NEW YORK (Reuters) - Amylin Pharmaceuticals Inc AMLN.O, which spurned a $3.5 billion takeover bid from Bristol-Myers Squibb Co (BMY.N) and is fending off a lawsuit from activist investor Carl Icahn, started reaching out to potential buyers last week, sources familiar with the situation said on Sunday.
Amylin, maker of diabetes drugs Byetta and Bydureon, has hired Credit Suisse CSGN.VX and Goldman Sachs (GS.N) as its financial advisers and Skadden Arps as its legal adviser, the sources said.
Amylin and its advisers declined to comment.
The move comes amid broader consolidation in the healthcare sector. Big pharmaceutical companies have been making aggressive bids for promising biotech firms and other targets as they look to find new products and replenish their pipelines. These big firms are also flush with cash and have easy access to debt to do deals. But often they find the targets, whose shares are sometimes depressed, holding out for a better price.
Other such bids in the healthcare sector in recent months include an aborted $6.8 billion hostile takeover attempt by Swiss drugmaker Roche Holding AG ROG.VX for genetic specialist Illumina Inc (ILMN.O), and a bid by GlaxoSmithKline Plc (GSK.L) to buy long-time partner Human Genome Sciences Inc HGSI.O for about $2.6 billion.
Human Genome rejected the bid and launched a sales process, inviting GSK to participate. Human Genome is being advised by Goldman Sachs, Credit Suisse, Skadden and DLA Piper.

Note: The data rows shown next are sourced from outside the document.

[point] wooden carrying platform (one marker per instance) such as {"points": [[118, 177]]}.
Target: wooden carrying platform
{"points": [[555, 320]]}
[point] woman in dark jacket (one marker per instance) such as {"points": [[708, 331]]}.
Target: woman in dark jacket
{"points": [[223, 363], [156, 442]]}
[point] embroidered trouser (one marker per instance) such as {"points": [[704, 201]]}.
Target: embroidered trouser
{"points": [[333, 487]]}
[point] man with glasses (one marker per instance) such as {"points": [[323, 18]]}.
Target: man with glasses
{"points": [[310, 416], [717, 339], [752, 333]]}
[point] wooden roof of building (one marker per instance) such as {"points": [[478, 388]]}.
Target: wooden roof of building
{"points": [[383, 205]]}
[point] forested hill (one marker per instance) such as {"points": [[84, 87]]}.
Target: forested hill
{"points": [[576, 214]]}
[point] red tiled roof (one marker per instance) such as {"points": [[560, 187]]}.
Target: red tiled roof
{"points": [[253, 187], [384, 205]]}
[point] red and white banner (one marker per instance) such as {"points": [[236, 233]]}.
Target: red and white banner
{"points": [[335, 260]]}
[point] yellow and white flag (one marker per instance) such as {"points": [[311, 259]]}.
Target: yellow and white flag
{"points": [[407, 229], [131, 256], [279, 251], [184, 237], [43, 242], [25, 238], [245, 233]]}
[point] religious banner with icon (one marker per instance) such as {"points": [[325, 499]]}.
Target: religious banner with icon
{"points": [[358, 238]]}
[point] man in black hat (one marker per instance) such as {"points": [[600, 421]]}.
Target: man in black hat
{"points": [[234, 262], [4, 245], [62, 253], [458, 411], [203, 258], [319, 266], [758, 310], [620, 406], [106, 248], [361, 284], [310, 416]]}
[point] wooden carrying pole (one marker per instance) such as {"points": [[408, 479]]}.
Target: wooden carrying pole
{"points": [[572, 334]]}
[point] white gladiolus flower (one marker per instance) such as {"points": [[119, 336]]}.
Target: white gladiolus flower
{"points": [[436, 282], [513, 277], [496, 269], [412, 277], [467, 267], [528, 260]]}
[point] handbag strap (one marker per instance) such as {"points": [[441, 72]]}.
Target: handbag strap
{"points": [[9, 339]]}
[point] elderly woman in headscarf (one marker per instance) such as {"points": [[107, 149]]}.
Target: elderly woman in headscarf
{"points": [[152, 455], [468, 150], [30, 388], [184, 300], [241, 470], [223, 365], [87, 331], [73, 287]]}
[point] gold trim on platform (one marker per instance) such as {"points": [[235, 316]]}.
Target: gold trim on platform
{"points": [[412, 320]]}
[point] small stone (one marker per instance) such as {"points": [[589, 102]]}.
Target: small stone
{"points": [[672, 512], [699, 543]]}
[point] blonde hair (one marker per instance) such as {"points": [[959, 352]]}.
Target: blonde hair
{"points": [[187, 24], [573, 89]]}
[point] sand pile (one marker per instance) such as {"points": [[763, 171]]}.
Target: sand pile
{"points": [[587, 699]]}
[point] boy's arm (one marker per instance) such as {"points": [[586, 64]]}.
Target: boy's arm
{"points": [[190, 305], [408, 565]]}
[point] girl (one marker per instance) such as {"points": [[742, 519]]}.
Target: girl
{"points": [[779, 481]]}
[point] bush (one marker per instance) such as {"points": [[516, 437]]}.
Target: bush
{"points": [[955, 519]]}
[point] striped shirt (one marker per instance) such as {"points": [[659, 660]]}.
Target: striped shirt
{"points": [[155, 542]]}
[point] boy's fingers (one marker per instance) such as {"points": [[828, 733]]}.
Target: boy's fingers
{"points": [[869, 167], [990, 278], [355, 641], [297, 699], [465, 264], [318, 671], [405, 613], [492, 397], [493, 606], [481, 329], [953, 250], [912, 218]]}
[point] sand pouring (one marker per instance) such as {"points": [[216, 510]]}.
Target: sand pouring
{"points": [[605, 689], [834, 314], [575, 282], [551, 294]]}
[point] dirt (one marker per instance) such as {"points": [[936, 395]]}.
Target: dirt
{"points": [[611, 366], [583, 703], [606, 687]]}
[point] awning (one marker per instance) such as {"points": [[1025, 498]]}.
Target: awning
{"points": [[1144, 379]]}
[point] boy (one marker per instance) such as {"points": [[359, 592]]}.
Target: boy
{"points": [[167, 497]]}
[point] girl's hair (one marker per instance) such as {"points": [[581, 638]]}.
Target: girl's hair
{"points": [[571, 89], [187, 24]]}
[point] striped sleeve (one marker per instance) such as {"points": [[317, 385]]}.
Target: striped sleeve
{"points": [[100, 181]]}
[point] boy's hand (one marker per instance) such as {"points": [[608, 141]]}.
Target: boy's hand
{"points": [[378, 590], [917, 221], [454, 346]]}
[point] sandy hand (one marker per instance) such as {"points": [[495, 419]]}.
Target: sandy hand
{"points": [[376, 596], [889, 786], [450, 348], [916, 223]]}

Amylin has been considered a possible takeover target for some time. The diabetes market is one of the fastest-growing due to rising rates of obesity. The disease affects more than 300 million people worldwide, including nearly 26 million Americans. Diabetics run a high risk of heart disease, stroke, kidney failure, blindness and limb loss.
Pressure on Amylin increased after news of the failed Bristol-Myers bid leaked and prompted Icahn to turn his sights on the company. Icahn, whose 8.94 percent stake has made him Amylin’s third-largest shareholder, has called for a sale and sued the company, demanding the right to nominate directors.

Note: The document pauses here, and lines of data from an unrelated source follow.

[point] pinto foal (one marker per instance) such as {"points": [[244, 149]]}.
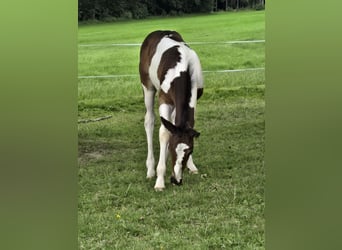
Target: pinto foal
{"points": [[169, 66]]}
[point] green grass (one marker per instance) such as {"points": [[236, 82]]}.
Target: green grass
{"points": [[222, 206]]}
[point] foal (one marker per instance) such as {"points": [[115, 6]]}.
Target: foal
{"points": [[169, 66]]}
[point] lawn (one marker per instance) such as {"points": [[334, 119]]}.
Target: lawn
{"points": [[223, 205]]}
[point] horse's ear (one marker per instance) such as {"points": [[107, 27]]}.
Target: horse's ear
{"points": [[168, 125]]}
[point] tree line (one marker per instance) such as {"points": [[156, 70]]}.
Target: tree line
{"points": [[111, 10]]}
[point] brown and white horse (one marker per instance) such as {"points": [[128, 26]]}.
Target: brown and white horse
{"points": [[169, 66]]}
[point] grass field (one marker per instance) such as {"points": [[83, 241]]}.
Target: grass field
{"points": [[220, 208]]}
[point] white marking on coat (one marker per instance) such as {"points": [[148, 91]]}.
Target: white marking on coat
{"points": [[164, 44], [175, 72], [180, 152]]}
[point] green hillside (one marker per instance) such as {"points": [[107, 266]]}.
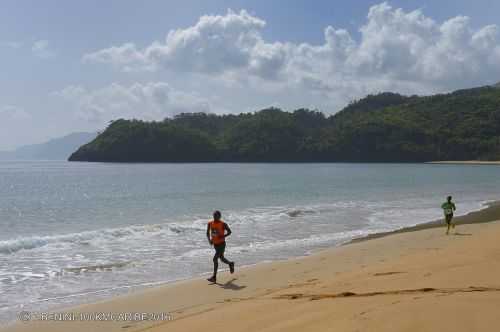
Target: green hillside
{"points": [[387, 127]]}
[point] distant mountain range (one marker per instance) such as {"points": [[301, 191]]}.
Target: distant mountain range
{"points": [[54, 149], [387, 127]]}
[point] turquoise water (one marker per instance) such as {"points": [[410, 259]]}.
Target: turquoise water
{"points": [[76, 232]]}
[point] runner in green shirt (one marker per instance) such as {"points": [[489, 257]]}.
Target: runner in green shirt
{"points": [[448, 209]]}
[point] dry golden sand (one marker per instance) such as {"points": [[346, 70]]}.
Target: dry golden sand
{"points": [[413, 281]]}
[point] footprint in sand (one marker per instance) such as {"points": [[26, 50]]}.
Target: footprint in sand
{"points": [[387, 273]]}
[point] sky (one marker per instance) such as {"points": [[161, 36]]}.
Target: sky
{"points": [[69, 66]]}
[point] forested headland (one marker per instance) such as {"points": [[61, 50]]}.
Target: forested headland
{"points": [[387, 127]]}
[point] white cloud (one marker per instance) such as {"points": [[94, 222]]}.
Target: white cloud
{"points": [[13, 113], [397, 50], [42, 50], [11, 44], [149, 101]]}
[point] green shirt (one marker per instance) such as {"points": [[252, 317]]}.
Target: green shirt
{"points": [[448, 208]]}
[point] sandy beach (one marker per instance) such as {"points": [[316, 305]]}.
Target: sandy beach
{"points": [[418, 280]]}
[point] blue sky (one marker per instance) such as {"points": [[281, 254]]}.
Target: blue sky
{"points": [[73, 66]]}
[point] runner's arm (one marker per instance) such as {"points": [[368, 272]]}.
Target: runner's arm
{"points": [[208, 234], [228, 230]]}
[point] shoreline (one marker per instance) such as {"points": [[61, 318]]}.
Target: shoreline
{"points": [[463, 162], [490, 213]]}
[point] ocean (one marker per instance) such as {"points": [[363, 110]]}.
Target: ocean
{"points": [[80, 232]]}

Amylin has said that it believes Icahn’s lawsuit is without merit and that its board “continually considers all options available and is relentlessly focused on creating the greatest value for our stockholders.”
In 2009, the billionaire investor and the hedge fund Eastbourne Capital Management succeeded in placing two nominees on the Amylin board: Alexander Denner, who was nominated by Icahn and previously worked for him, and Kathleen Behrens, a former managing director of RS Investments, who was nominated by Eastbourne.
The opportunity for bidders to make their move on Amylin also got a boost when in November last year, Amylin ended a nearly decade-long partnership with Eli Lilly and Co (LLY.N).
Amylin and Lilly introduced Byetta in 2005. Bydureon, a longer-acting version, was approved recently. The dissolution of the partnership with Lilly made Amylin responsible for selling its products in the United States, while leaving the company to find a new partner outside the country.
While Amylin is still talking to companies for a partnership outside the United States, a sale is looking more likely, the sources said.
The board, heartened by early results from the Bydureon launch, wants to make sure that it can get the highest price through a sale, one of the sources said.
Analysts at Jefferies & Co and BMO Capital Markets have set respective price targets of $32 and $31 for Amylin, citing sales prospects for Bydureon. The type 2 diabetes treatment became available by prescription in U.S. pharmacies in February.
The Bristol-Myers bid valued Amylin at $22 per share, a source said previously.
Shares of San Diego-based Amylin are up nearly 50 percent since news of the Bristol-Myers bid surfaced on March 28. Its shares closed up 0.7 percent at $22.92 on Nasdaq on Friday.